しかし結果として、欧米諸国では強者や金持ち(勝者)の行き過ぎた優遇を招く一方、敗者の不満や怒りがポピュリスト政権(例えば、米国のトランプ政権)と勝者敗者の分断を生むことにつながっている。
共産主義に勝利した欧米諸国に驕りはなかったか?
欧米諸国は、民主主義と資本主義を世界に広めるグローバル化を適切にコントロールするハンドルをきり損なってしまったのではないかと思う。
では、中ロはどうか?
「グローバル化」がロシア(ソ連)と中国に与えた影響は、欧米諸国の場合と全く異なっている。
この2か国では元々権威主義・専制政治があたり前の政治体制が続いてきたため、「グローバル化」の波をかぶっても民主主義への流れは押しつぶされた。

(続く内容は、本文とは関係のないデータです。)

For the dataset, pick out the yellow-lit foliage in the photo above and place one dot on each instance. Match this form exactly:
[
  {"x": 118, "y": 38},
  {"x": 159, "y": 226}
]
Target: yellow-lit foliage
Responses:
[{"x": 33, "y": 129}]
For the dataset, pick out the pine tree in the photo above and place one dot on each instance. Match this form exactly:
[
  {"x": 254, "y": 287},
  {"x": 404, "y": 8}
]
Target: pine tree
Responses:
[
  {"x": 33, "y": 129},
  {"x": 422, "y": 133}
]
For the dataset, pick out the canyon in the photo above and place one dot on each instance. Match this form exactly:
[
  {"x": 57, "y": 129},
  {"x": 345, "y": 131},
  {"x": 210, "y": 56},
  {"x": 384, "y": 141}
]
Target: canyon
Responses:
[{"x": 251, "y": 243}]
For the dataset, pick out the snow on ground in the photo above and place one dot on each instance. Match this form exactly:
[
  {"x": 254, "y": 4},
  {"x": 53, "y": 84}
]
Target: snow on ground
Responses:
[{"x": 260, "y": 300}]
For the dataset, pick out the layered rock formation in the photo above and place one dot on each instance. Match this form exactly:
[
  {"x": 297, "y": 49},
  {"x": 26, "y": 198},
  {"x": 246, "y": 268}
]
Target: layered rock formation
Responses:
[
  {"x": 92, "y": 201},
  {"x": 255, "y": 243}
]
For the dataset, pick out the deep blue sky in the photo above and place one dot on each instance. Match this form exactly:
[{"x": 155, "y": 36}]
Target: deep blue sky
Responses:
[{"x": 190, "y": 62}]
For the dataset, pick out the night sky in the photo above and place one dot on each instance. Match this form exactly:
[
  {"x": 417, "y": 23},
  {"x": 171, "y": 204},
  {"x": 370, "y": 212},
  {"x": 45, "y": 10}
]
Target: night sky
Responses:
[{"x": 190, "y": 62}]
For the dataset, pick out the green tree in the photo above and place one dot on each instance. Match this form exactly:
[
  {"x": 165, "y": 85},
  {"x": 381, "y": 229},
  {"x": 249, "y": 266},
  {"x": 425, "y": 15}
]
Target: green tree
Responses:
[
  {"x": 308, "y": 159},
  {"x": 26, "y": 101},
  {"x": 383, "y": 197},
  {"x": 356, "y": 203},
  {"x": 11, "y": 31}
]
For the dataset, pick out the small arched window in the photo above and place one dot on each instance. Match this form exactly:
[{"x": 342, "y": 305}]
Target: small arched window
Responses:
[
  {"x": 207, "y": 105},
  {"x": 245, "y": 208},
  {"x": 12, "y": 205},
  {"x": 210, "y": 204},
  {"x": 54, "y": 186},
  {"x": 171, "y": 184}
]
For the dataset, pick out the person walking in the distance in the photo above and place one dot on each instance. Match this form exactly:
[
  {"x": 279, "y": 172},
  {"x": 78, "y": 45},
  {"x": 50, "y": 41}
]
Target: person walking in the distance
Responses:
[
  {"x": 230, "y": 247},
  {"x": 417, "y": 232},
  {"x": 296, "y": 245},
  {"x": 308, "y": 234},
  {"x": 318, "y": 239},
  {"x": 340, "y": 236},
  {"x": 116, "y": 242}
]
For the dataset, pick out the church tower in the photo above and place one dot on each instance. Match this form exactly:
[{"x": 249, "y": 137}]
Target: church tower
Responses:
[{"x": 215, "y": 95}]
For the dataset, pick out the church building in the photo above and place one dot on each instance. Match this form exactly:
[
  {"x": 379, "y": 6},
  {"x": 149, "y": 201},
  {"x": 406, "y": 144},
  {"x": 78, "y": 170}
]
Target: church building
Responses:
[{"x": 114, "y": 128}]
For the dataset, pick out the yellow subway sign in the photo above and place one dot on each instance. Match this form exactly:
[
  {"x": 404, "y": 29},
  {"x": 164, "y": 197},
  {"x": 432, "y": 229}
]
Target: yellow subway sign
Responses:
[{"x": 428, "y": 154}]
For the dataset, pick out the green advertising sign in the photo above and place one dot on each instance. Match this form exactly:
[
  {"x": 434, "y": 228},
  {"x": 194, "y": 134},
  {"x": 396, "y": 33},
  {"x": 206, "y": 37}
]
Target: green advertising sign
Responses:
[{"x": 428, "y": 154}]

ロシアの場合、ソ連解体と共産経済破綻という敗北感が欧米諸国との対立に進むプーチン政権を生んだのではないか。
この間、鄧小平時代から辛抱強く地力をつけてきた中国は、世界の工場として「グローバル化」を徹底的に利用して百年国恥をはらす強国にのし上がってきた。
「グローバル化」をどう読むか?
上記のとおり経路はそれぞれに異なるものの、90年代からのグローバル化を経て、米中ロの3か国は対外的には「自国第一」、国内では「専制政治」の度合いを強める、という共通の皮肉な結果に至っている。